Não há ventos favoráveis para quem não sabe aonde vai

Era o mês de setembro de 1975. Final de verão canadense. Montreal estava em rebuliço. O movimento de carros e ônibus havia aumentado, como também o de ciclistas. Todos os montrealenses estavam de volta de suas férias de verão. O ano letivo começava, as escolas estavam cheias de estudantes.

Lá estava eu estudando Psicologia no Dawson College, Lafontaine Campus. Naquela época eu tinha vinte anos. Na escola eu era discípulo de Skinner, o maior psicólogo americano do final do século XX.

Skinner havia declarado uma vez na televisão que a verdade científica só interessava a uma minoria de pessoas instruídas. Este grupo seleto de intelectuais às vezes é vítima de suas próprias paixões. As paixões humanas. Alguns destes intelectuais prolongam seu conhecimento adquirido, outros se opõem a este conhecimento. Estes opositores fazem críticas, dando sugestões. Tudo isto se resume em uma só palavra: filosofia.

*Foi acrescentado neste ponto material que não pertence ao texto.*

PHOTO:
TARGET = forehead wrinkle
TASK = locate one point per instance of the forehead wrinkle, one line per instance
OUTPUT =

Então eu me lembrava de Sêneca, o grande filósofo romano e sua célebre frase: “não há ventos favoráveis para quem não sabe aonde vai”. Filosofia tem alguma coisa a ver com liberdade, força interior, pensamento. Isso me assusta até hoje.

Aos vinte anos de idade eu era teimoso e queria lutar contra o mundo. Eu não entendia que era impossível navegar contra os ventos, conforme dizia Sêneca. Eu não entendia que era apenas um soldado desarmado em um campo de batalha. Eu me movimentava por caminhos árduos e certos. O destino me guiava.

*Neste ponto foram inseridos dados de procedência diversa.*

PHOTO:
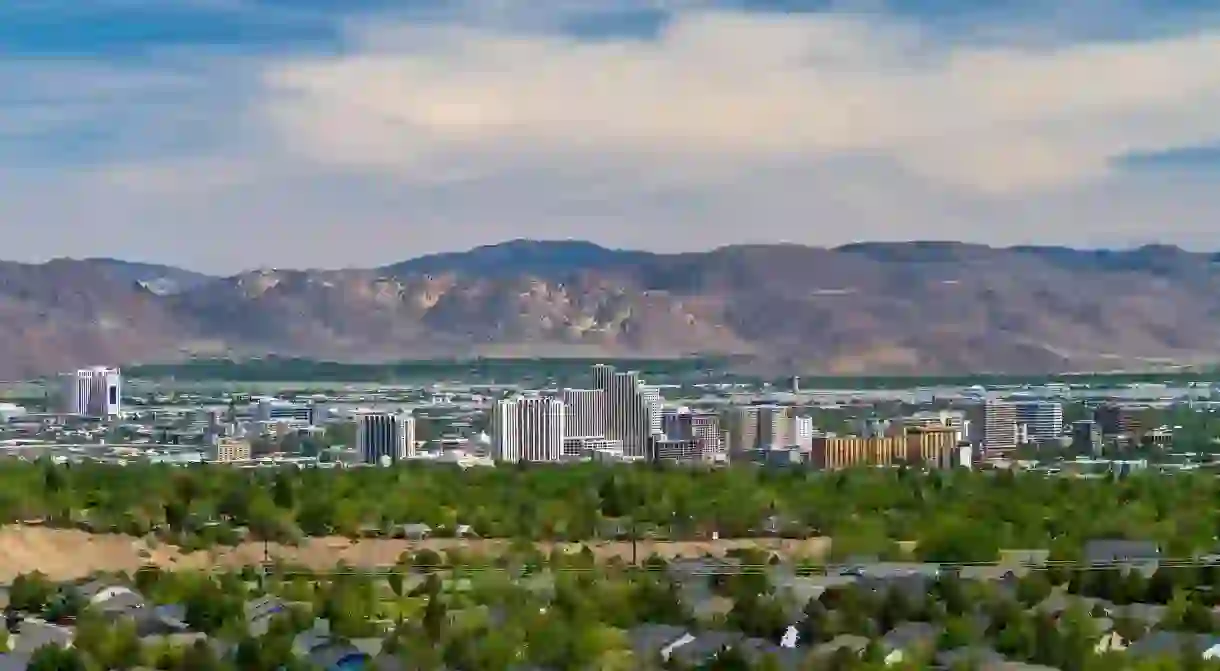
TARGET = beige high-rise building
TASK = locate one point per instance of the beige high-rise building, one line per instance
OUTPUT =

Naquele mês de setembro eu tinha uma bela professora de Psicologia. Ela tinha me reprovado num teste. Fui para sua sala reclamar. Ela simplesmente me disse assim:

-Eu te dei uma nota baixa no teste, porque tua maneira de pensar é diferente da minha. Deve ser porque tu és brasileiro e eu canadense. Entendes?

-Onde está a liberdade de pensamento?

Ela riu para mim e respondeu:

-Toda a liberdade é fictícia. Não temos direito de pensar além do que é imposto pelo regulamento. É assim que as coisas funcionam aqui.

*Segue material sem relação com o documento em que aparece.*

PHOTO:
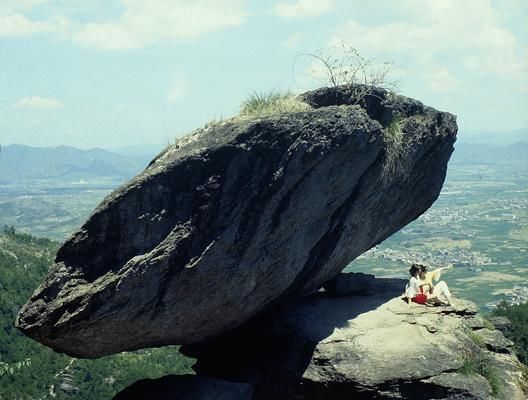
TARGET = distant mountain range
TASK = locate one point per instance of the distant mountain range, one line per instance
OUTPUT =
(493, 137)
(64, 163)
(483, 153)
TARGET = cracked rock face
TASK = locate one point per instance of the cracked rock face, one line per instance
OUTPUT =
(237, 218)
(362, 346)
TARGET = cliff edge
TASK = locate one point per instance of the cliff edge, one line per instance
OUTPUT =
(239, 217)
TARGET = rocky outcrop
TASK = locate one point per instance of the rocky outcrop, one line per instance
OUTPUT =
(360, 346)
(237, 218)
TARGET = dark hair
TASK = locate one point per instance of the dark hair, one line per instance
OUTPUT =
(414, 269)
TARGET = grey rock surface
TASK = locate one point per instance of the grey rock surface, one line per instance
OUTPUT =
(236, 218)
(186, 387)
(363, 346)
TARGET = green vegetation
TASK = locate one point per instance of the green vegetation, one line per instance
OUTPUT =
(271, 103)
(29, 370)
(476, 338)
(518, 315)
(342, 64)
(476, 361)
(488, 324)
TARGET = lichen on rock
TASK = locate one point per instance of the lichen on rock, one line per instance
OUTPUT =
(236, 219)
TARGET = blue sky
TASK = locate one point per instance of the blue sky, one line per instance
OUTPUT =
(123, 72)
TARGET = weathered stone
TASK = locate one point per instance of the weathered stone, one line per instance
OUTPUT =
(237, 218)
(351, 283)
(371, 346)
(495, 340)
(461, 385)
(186, 387)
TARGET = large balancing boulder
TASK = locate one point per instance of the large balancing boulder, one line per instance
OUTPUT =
(238, 217)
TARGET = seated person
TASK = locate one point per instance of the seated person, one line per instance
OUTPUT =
(441, 292)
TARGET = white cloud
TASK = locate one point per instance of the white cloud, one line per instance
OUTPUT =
(141, 23)
(144, 23)
(292, 41)
(38, 103)
(178, 88)
(440, 80)
(432, 34)
(302, 8)
(19, 25)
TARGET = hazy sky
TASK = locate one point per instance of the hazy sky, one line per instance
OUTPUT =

Saí da escola e fui para a estação de metrô. Enquanto caminhava, eu pensava na lição que havia aprendido no Canadá. O homem é obrigado a ser livre, porque nenhum escravo paga imposto. Toda liberdade é fictícia, portanto o homem é apenas um número dentro do regulamento. Para ser bem aceito pela sociedade e viver bem, o homem tem que se contentar em ser apenas parte da plateia de um concerto de rock.

Não se pode lutar contra o sistema, não se pode navegar contra a corrente. Lá vem Sêneca de novo: não há ventos favoráveis para quem não sabe aonde vai. Mas eu quero ir. Por isso eu insistia em lutar contra o destino.